DeerFlow: middleware and skill rescue
DeerFlow expresses compaction as middleware, not just a helper function. That lets it rescue recent skill-file reads before summarization and makes compaction feel like one policy inside a larger orchestration framework.
Lossy, partially lossless, and “good enough”
| Style | Repo examples | What survives | Main tradeoff |
|---|---|---|---|
| Naive lossy summary | Open Claude Code | A short prose recap plus recent messages | Easy to build, easier to lose nuance |
| Structured lossy summary | Pi Mono, Neovate, Claude Code snapshot | Named slots like goal, progress, files, decisions | Still lossy, but better recovery ergonomics |
| Partially lossless preservation | Pi Mono, Goose, Reasonix | Recent tail, file lists, visibility metadata, pinned constraints | More code, more bookkeeping, better continuation |
| Prune-first compaction | Neovate, Open Claude Code | Old tool chatter is reduced before summary | Good token savings without full semantic rewriting |
What not to overclaim
The correction list matters here
This page is stronger because of the second pass, not the first.
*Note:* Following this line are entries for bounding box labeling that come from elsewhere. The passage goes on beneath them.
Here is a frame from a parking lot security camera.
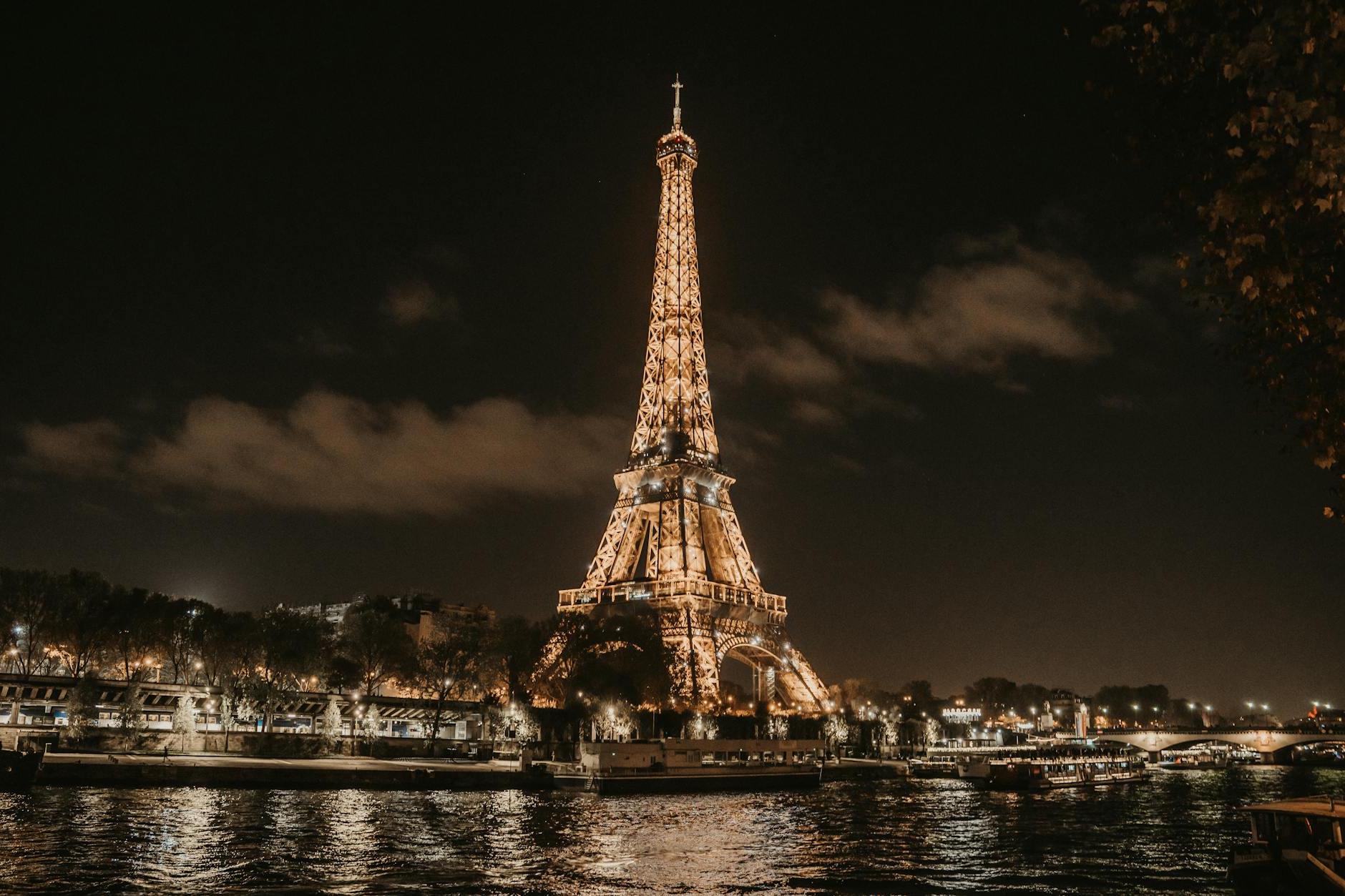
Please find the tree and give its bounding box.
[967,678,1018,719]
[336,601,416,694]
[242,608,331,732]
[532,607,671,707]
[1010,684,1050,717]
[488,616,546,705]
[1093,685,1139,721]
[172,694,196,752]
[355,704,382,747]
[0,569,57,676]
[66,678,98,743]
[51,569,112,678]
[196,606,257,685]
[405,614,491,742]
[323,697,342,752]
[1091,0,1345,518]
[107,586,167,681]
[117,678,147,734]
[160,599,210,685]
Hermes should not be treated as the flagship compaction story. ADK-Rust is not one of the main exemplars for this topic. OpenHands still looks weak in the current snapshot. Oh My Pi is better discussed for editing/runtime ergonomics than for context folding.
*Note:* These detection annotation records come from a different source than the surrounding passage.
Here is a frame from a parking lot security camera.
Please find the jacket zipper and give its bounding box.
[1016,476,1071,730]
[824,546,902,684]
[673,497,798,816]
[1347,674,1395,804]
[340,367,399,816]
That negative evidence is useful. It keeps the page honest and makes the real leaders stand out. A mature compaction implementation is not a checkbox. It usually needs thresholds, preserved tail logic, fallback behavior, and some explicit theory of which information is still recoverable after rewriting history.
Recommendations for new agent builders
- Prune before you summarize. Cheap wins on stale tool output reduce cost and preserve more recent detail.
- Keep a real recent tail. Most failures happen when compaction rewrites the exact turns the model still needs to act on.
- Use structured summaries if recovery matters. Pi Mono and Neovate show why named slots beat one free-form paragraph.
- Distinguish token limits from byte limits. Reasonix and Open Claude Code both show that transport size and model window are separate failure modes.
- Build retries and breakers into the design. Reactive truncation and circuit breakers are not cleanup. They are part of a production compaction loop.
- Keep compaction separate from prompt caching. Stable prefix design helps prompt caching; compaction rewrites the working transcript. They should cooperate, not blur into one policy blob.
Bottom line
Compaction is where agent products stop being demos. Once a task runs long enough, the harness has to decide what counts as durable context and what can be sacrificed. The best repos do not rely on a single summary call. They layer:
- cheap pruning,
- protected recent context,
- structured or carefully bounded folding, and
- retry logic for when estimates still miss.
If prompt caching is about keeping the prefix stable, context compaction is about surviving when stability is no longer enough. Those are separate design problems — and the best harnesses solve both.